Q: What are the effects of stock splits and stock dividends? Why are they popular?

Q: Explain the significance of each of the following: a. announcement date b. ex-dividend date c. record date d. payment date

Q: Why has the popularity of stock repurchases been growing faster than the cash dividends as a method for companies to distribute cash to their stockholders.

Q: Kelly owns 10,000 shares in McCormick Spices, which currently has 500,000 shares outstanding. The stock sells for $86 on the open market. McCormick's management has decided on a 2-1 split. a. Will Kelly's financial position alter after the split, assuming that the stocks will fall proportionately? b. Assuming only a 35% fall on each stock, what will be Kelly's value after the split?

Q: A stock dividend increases a firm's retained earnings.

Q: By virtue of its nature, dividend policy is inherently a wealth-creating activity for the firm's owners.

Q: Due to the strengthening of the stock market over the past 50 years, stock splits and stock dividends are more common than cash dividends.

Q: A reasonable conclusion about dividend policy is that management should avoid surprising investors when it comes to the firm's dividend decision.
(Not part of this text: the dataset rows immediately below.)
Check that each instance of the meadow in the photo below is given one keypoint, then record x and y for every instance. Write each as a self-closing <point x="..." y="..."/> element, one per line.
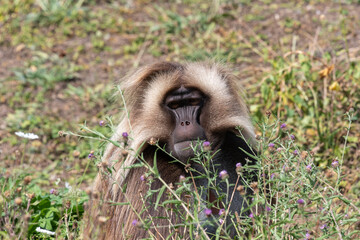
<point x="298" y="62"/>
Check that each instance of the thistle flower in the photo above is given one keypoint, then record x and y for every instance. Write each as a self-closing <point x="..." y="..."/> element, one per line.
<point x="241" y="189"/>
<point x="206" y="146"/>
<point x="30" y="136"/>
<point x="223" y="174"/>
<point x="207" y="211"/>
<point x="323" y="226"/>
<point x="18" y="201"/>
<point x="238" y="167"/>
<point x="134" y="222"/>
<point x="182" y="178"/>
<point x="221" y="211"/>
<point x="335" y="163"/>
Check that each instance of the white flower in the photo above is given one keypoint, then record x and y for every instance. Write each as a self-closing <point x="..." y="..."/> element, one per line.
<point x="27" y="135"/>
<point x="38" y="229"/>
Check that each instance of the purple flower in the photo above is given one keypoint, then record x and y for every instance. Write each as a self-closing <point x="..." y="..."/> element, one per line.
<point x="222" y="211"/>
<point x="207" y="211"/>
<point x="182" y="178"/>
<point x="271" y="145"/>
<point x="134" y="222"/>
<point x="223" y="174"/>
<point x="335" y="163"/>
<point x="301" y="201"/>
<point x="323" y="226"/>
<point x="206" y="144"/>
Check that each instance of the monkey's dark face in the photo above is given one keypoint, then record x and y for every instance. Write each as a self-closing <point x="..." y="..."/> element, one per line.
<point x="185" y="105"/>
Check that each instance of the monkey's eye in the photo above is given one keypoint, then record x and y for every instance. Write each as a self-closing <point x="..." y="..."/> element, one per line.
<point x="194" y="101"/>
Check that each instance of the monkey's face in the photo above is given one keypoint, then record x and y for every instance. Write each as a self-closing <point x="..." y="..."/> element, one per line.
<point x="185" y="105"/>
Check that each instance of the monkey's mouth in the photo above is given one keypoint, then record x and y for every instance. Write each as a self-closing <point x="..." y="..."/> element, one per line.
<point x="185" y="149"/>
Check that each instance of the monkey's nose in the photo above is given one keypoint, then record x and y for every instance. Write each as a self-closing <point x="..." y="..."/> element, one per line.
<point x="183" y="123"/>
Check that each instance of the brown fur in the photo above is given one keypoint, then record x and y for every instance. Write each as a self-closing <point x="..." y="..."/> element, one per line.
<point x="144" y="93"/>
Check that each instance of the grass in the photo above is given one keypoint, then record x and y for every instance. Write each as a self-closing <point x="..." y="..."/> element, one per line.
<point x="299" y="65"/>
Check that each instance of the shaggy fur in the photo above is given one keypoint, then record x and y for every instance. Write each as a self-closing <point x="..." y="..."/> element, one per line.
<point x="144" y="93"/>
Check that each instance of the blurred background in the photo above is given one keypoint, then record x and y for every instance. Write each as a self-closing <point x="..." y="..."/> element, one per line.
<point x="60" y="60"/>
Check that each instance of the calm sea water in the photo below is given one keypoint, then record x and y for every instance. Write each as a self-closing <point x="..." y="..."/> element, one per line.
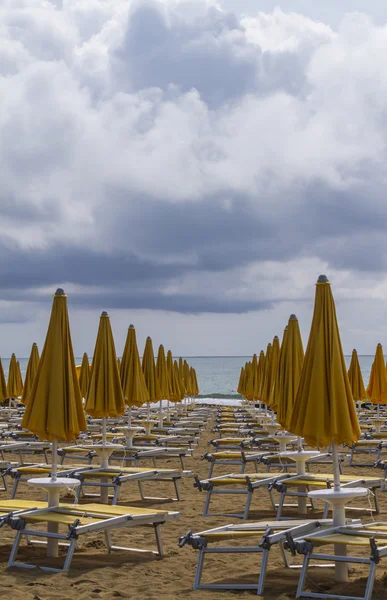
<point x="218" y="376"/>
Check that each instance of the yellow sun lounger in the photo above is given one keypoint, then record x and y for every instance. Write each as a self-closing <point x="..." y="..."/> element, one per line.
<point x="299" y="485"/>
<point x="114" y="477"/>
<point x="235" y="484"/>
<point x="370" y="536"/>
<point x="233" y="457"/>
<point x="73" y="522"/>
<point x="257" y="537"/>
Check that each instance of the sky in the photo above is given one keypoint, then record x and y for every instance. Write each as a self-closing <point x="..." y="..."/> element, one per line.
<point x="191" y="167"/>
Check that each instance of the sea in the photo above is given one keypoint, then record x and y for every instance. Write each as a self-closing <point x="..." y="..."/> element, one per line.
<point x="218" y="376"/>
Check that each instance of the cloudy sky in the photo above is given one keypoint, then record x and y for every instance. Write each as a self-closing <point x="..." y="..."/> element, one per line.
<point x="192" y="166"/>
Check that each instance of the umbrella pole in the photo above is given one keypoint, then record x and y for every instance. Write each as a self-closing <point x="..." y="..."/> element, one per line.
<point x="54" y="462"/>
<point x="338" y="514"/>
<point x="160" y="413"/>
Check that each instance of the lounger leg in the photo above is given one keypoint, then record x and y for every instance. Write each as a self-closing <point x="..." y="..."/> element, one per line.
<point x="158" y="539"/>
<point x="70" y="554"/>
<point x="248" y="503"/>
<point x="207" y="503"/>
<point x="108" y="541"/>
<point x="370" y="582"/>
<point x="176" y="484"/>
<point x="262" y="573"/>
<point x="141" y="490"/>
<point x="14" y="550"/>
<point x="117" y="489"/>
<point x="280" y="506"/>
<point x="14" y="489"/>
<point x="376" y="502"/>
<point x="303" y="573"/>
<point x="199" y="569"/>
<point x="272" y="499"/>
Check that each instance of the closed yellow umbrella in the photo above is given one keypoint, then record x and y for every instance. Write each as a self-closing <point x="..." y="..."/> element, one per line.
<point x="132" y="376"/>
<point x="249" y="382"/>
<point x="289" y="372"/>
<point x="54" y="410"/>
<point x="179" y="380"/>
<point x="150" y="375"/>
<point x="194" y="380"/>
<point x="356" y="379"/>
<point x="84" y="376"/>
<point x="162" y="375"/>
<point x="241" y="382"/>
<point x="19" y="377"/>
<point x="3" y="384"/>
<point x="324" y="411"/>
<point x="32" y="369"/>
<point x="261" y="373"/>
<point x="377" y="385"/>
<point x="14" y="385"/>
<point x="104" y="397"/>
<point x="174" y="394"/>
<point x="262" y="387"/>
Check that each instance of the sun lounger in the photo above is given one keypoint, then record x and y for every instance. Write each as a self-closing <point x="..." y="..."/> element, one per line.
<point x="369" y="447"/>
<point x="236" y="484"/>
<point x="257" y="538"/>
<point x="299" y="485"/>
<point x="76" y="520"/>
<point x="115" y="477"/>
<point x="371" y="537"/>
<point x="233" y="457"/>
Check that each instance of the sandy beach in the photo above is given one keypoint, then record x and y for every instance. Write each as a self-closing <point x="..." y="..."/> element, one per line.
<point x="95" y="574"/>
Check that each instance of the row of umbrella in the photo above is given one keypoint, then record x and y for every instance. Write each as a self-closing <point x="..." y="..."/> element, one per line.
<point x="14" y="387"/>
<point x="262" y="379"/>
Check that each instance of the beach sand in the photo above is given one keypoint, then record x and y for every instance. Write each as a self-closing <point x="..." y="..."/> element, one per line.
<point x="95" y="574"/>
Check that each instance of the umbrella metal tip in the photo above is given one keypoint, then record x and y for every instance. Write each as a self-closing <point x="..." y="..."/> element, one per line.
<point x="322" y="279"/>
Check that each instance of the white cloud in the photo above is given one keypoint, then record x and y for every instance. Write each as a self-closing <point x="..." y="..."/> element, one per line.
<point x="118" y="118"/>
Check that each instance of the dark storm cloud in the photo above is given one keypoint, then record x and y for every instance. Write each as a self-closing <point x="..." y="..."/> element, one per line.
<point x="210" y="54"/>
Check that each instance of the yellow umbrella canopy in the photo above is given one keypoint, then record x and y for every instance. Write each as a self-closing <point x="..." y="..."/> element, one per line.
<point x="289" y="372"/>
<point x="149" y="370"/>
<point x="174" y="388"/>
<point x="356" y="379"/>
<point x="377" y="386"/>
<point x="162" y="374"/>
<point x="132" y="376"/>
<point x="241" y="383"/>
<point x="3" y="384"/>
<point x="14" y="384"/>
<point x="84" y="376"/>
<point x="261" y="373"/>
<point x="324" y="410"/>
<point x="249" y="382"/>
<point x="187" y="379"/>
<point x="104" y="396"/>
<point x="194" y="380"/>
<point x="32" y="368"/>
<point x="180" y="382"/>
<point x="262" y="387"/>
<point x="19" y="377"/>
<point x="54" y="409"/>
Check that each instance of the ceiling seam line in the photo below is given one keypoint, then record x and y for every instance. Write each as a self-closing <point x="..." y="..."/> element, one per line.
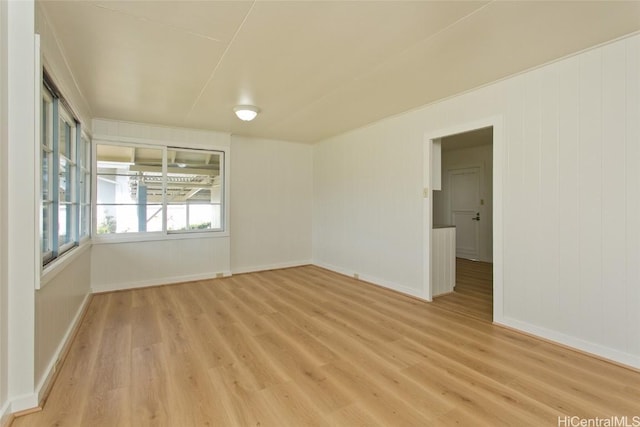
<point x="215" y="69"/>
<point x="372" y="69"/>
<point x="153" y="21"/>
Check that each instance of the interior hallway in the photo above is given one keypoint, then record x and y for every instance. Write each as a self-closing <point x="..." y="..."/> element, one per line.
<point x="473" y="293"/>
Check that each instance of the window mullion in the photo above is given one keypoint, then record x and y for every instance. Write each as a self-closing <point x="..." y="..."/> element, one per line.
<point x="55" y="167"/>
<point x="164" y="189"/>
<point x="76" y="194"/>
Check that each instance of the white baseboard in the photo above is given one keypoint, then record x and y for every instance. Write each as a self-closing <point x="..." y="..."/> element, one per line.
<point x="276" y="266"/>
<point x="374" y="280"/>
<point x="24" y="403"/>
<point x="110" y="287"/>
<point x="5" y="414"/>
<point x="613" y="355"/>
<point x="49" y="374"/>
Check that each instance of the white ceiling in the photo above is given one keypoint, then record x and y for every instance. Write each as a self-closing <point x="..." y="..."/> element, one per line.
<point x="314" y="68"/>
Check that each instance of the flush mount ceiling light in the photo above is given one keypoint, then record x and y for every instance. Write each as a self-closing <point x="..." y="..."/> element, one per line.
<point x="246" y="112"/>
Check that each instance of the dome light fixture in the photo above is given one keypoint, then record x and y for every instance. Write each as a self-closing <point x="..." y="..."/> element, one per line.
<point x="246" y="112"/>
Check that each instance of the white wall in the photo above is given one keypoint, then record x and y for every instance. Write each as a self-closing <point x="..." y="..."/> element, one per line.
<point x="39" y="321"/>
<point x="465" y="158"/>
<point x="21" y="261"/>
<point x="570" y="157"/>
<point x="56" y="65"/>
<point x="271" y="204"/>
<point x="4" y="282"/>
<point x="59" y="304"/>
<point x="175" y="258"/>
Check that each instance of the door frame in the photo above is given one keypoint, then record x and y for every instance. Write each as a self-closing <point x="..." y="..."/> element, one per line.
<point x="499" y="153"/>
<point x="479" y="169"/>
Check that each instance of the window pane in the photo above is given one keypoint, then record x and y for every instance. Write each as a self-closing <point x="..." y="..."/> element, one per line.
<point x="129" y="189"/>
<point x="65" y="138"/>
<point x="194" y="189"/>
<point x="65" y="181"/>
<point x="65" y="226"/>
<point x="45" y="227"/>
<point x="136" y="218"/>
<point x="46" y="175"/>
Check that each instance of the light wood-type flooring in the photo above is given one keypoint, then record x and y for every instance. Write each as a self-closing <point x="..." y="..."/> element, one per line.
<point x="473" y="293"/>
<point x="308" y="347"/>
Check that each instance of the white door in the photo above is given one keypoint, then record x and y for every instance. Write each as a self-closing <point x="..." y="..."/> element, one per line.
<point x="464" y="197"/>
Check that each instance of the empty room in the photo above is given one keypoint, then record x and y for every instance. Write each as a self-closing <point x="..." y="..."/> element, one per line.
<point x="319" y="213"/>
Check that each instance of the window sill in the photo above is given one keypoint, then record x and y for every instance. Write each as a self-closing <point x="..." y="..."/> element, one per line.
<point x="51" y="270"/>
<point x="153" y="237"/>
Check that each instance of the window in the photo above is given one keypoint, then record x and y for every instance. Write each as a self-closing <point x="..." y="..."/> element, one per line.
<point x="146" y="189"/>
<point x="84" y="185"/>
<point x="65" y="204"/>
<point x="46" y="181"/>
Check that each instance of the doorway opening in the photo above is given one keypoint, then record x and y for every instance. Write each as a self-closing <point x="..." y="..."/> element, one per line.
<point x="462" y="233"/>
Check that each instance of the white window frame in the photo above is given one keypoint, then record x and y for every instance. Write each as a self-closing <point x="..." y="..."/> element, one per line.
<point x="50" y="129"/>
<point x="165" y="234"/>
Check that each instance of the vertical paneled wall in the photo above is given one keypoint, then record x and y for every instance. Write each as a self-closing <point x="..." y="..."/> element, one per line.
<point x="570" y="175"/>
<point x="271" y="188"/>
<point x="59" y="305"/>
<point x="4" y="222"/>
<point x="64" y="288"/>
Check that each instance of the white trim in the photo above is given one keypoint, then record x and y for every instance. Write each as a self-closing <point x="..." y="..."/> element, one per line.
<point x="55" y="267"/>
<point x="615" y="356"/>
<point x="159" y="142"/>
<point x="37" y="169"/>
<point x="24" y="402"/>
<point x="157" y="282"/>
<point x="497" y="122"/>
<point x="276" y="266"/>
<point x="153" y="236"/>
<point x="5" y="414"/>
<point x="374" y="280"/>
<point x="52" y="368"/>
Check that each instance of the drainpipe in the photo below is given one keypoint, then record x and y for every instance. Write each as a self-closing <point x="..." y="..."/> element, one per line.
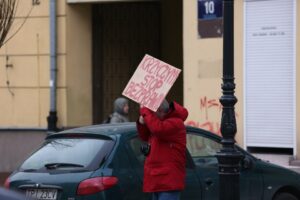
<point x="52" y="118"/>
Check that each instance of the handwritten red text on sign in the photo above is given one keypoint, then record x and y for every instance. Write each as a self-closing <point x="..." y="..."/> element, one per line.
<point x="151" y="82"/>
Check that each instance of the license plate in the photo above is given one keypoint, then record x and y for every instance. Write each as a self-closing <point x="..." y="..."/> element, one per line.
<point x="42" y="194"/>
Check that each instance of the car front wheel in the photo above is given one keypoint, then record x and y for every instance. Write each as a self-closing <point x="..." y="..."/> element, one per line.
<point x="285" y="196"/>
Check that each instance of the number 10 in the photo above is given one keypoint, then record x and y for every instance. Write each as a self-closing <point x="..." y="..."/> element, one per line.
<point x="209" y="7"/>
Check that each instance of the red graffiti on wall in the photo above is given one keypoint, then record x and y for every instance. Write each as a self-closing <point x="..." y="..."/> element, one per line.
<point x="207" y="105"/>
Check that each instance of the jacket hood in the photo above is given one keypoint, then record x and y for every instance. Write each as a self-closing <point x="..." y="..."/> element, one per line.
<point x="178" y="111"/>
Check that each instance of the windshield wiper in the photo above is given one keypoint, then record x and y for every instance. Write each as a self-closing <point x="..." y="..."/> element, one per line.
<point x="59" y="165"/>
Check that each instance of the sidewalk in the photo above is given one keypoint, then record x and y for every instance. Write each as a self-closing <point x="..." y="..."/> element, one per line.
<point x="278" y="159"/>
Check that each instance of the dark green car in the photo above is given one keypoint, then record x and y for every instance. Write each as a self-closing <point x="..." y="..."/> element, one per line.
<point x="104" y="162"/>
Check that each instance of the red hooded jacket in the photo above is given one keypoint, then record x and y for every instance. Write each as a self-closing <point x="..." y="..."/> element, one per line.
<point x="164" y="168"/>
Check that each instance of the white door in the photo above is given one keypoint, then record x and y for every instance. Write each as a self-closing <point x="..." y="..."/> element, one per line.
<point x="269" y="74"/>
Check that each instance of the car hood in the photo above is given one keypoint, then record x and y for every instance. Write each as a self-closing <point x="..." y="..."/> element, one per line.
<point x="65" y="182"/>
<point x="278" y="176"/>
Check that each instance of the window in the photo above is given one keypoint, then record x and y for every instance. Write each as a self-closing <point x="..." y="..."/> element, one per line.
<point x="135" y="145"/>
<point x="85" y="152"/>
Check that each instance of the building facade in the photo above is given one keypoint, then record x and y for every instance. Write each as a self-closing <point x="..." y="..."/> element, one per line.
<point x="101" y="42"/>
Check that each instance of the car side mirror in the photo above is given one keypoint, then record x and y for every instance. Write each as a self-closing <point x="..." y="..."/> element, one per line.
<point x="246" y="162"/>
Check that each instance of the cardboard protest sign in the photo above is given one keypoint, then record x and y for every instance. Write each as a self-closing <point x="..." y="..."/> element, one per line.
<point x="151" y="82"/>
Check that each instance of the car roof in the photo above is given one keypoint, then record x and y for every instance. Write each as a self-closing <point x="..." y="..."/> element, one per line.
<point x="110" y="130"/>
<point x="98" y="130"/>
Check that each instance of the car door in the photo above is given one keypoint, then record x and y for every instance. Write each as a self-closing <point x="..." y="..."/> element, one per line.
<point x="192" y="190"/>
<point x="203" y="149"/>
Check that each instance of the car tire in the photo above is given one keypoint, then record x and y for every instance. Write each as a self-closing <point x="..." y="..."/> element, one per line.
<point x="285" y="196"/>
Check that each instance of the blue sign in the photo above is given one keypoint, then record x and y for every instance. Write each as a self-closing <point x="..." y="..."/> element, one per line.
<point x="210" y="9"/>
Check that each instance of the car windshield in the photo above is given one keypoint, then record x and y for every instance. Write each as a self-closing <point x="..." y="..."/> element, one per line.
<point x="69" y="153"/>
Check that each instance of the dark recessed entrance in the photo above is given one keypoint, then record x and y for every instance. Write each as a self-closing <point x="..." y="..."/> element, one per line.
<point x="122" y="34"/>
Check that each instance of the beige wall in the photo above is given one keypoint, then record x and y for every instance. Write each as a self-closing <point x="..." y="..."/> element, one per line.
<point x="79" y="65"/>
<point x="26" y="103"/>
<point x="203" y="72"/>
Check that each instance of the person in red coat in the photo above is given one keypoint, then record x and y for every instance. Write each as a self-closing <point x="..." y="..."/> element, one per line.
<point x="165" y="134"/>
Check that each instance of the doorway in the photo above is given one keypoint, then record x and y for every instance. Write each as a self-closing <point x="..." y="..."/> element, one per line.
<point x="122" y="34"/>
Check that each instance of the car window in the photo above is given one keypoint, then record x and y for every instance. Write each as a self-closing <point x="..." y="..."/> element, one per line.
<point x="135" y="145"/>
<point x="82" y="153"/>
<point x="201" y="147"/>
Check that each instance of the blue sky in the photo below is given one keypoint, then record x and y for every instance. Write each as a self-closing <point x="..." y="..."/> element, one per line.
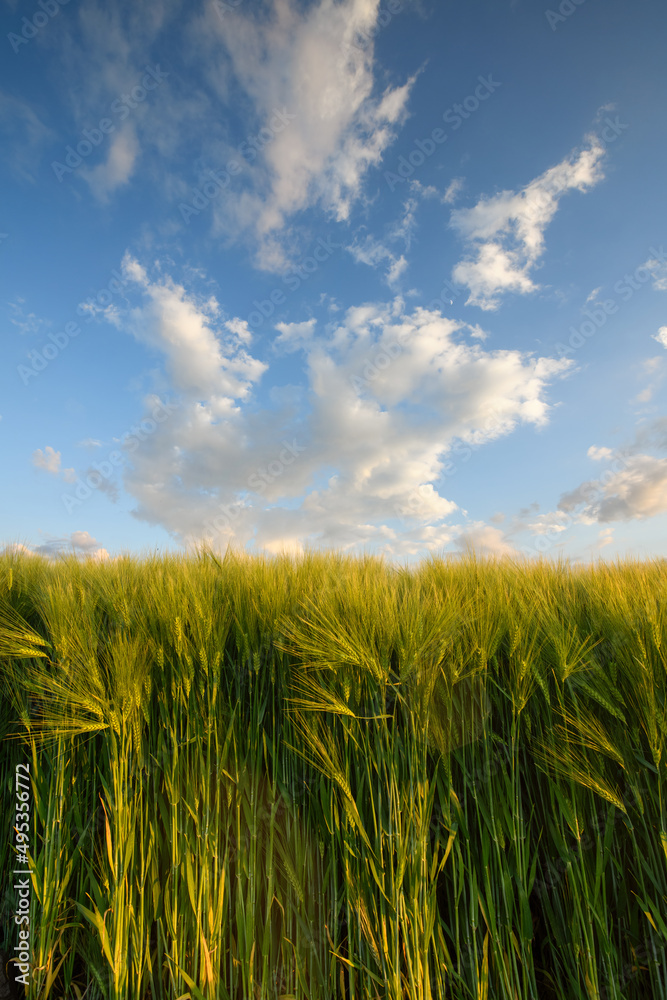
<point x="384" y="277"/>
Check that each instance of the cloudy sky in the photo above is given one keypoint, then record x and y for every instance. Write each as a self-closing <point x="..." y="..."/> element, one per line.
<point x="373" y="276"/>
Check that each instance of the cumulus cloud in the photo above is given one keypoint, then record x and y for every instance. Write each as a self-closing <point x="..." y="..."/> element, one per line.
<point x="202" y="360"/>
<point x="454" y="189"/>
<point x="505" y="232"/>
<point x="486" y="541"/>
<point x="49" y="460"/>
<point x="658" y="269"/>
<point x="81" y="543"/>
<point x="305" y="61"/>
<point x="634" y="487"/>
<point x="341" y="462"/>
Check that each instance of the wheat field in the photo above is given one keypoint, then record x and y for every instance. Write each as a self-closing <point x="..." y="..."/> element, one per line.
<point x="331" y="777"/>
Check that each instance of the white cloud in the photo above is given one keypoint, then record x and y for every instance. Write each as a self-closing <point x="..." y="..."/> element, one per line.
<point x="25" y="137"/>
<point x="345" y="471"/>
<point x="81" y="543"/>
<point x="396" y="270"/>
<point x="661" y="336"/>
<point x="201" y="362"/>
<point x="598" y="454"/>
<point x="28" y="323"/>
<point x="374" y="253"/>
<point x="505" y="232"/>
<point x="105" y="178"/>
<point x="292" y="336"/>
<point x="486" y="541"/>
<point x="304" y="61"/>
<point x="49" y="460"/>
<point x="453" y="190"/>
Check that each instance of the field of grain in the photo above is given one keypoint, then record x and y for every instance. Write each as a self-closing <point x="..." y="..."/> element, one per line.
<point x="331" y="777"/>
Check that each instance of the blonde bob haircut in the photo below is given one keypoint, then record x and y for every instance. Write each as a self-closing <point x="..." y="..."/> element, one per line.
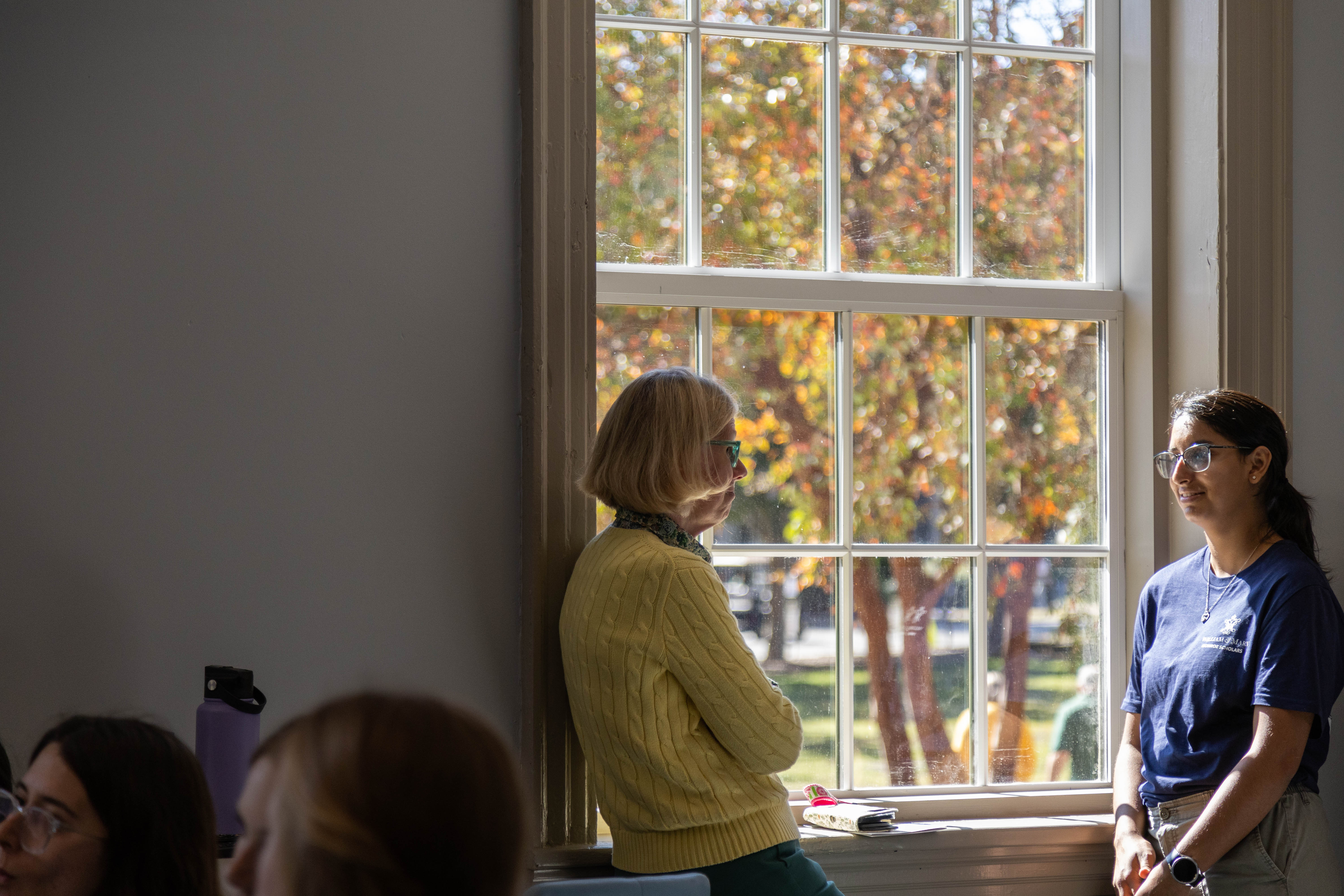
<point x="394" y="796"/>
<point x="653" y="453"/>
Q: Managers avoid cutting dividends even in response to short-term fluctuations in earnings.

Q: Stock dividends and stock splits have the same overall effect.

Q: After a stock split of 2-1, each investor will have one-half of the percentage ownership in the firm that he had before the split.

Q: Dividend payout ratios are generally much lower for small or newly established firms than for large, publicly owned firms.

Q: Dividends tend to be higher for firms with stable earnings.

Q: The ex-dividend date occurs prior to the declaration date.

Q: Firms can use stock repurchases as a dividend substitute.

Q: There is absolutely no difference on an economic basis between a stock dividend and a stock split.

Q: The dividend declaration date is the date at which the stock transfer books are to be closed for determining the investor to receive the next dividend payment.

Q: If a firm were to unexpectedly omit payment of its quarterly dividend, that firm's stock price would probably drop.

Q: A firm's payout is calculated as the ratio of retained earnings to earnings before interest and taxes (EBIT).

Q: Use the following information to answer the following question(s). Your firm is planning a 2 for 1 stock split. The market price for the stock has been $84. The table below presents the equity portion of your firm's balance sheet before the split. Common stock Par value (1 million shares outstanding; $4 par value) $4,000,000 Paid-in capital 16,000,000 Retained earnings 30,000,000 Total equity $50,000,000 Immediately after the stock split, an investor who owned 100 share before the split will own: A) 100 shares worth a total of $4200. B) 200 shares worth a total of $8400. C) 200 shares worth a total of $16,800. D) 200 shares with a par value of $8.00 each.

Q: Use the following information to answer the following question(s). Your firm is planning a 2 for 1 stock split. The market price for the stock has been $84. The table below presents the equity portion of your firm's balance sheet before the split. Common stock Par value (1 million shares outstanding; $4 par value) $4,000,000 Paid-in capital 16,000,000 Retained earnings 30,000,000 Total equity $50,000,000 Immediately after the stock split, the stock price will be approximately: A) $42. B) $84. C) $2.00. D) $8.00.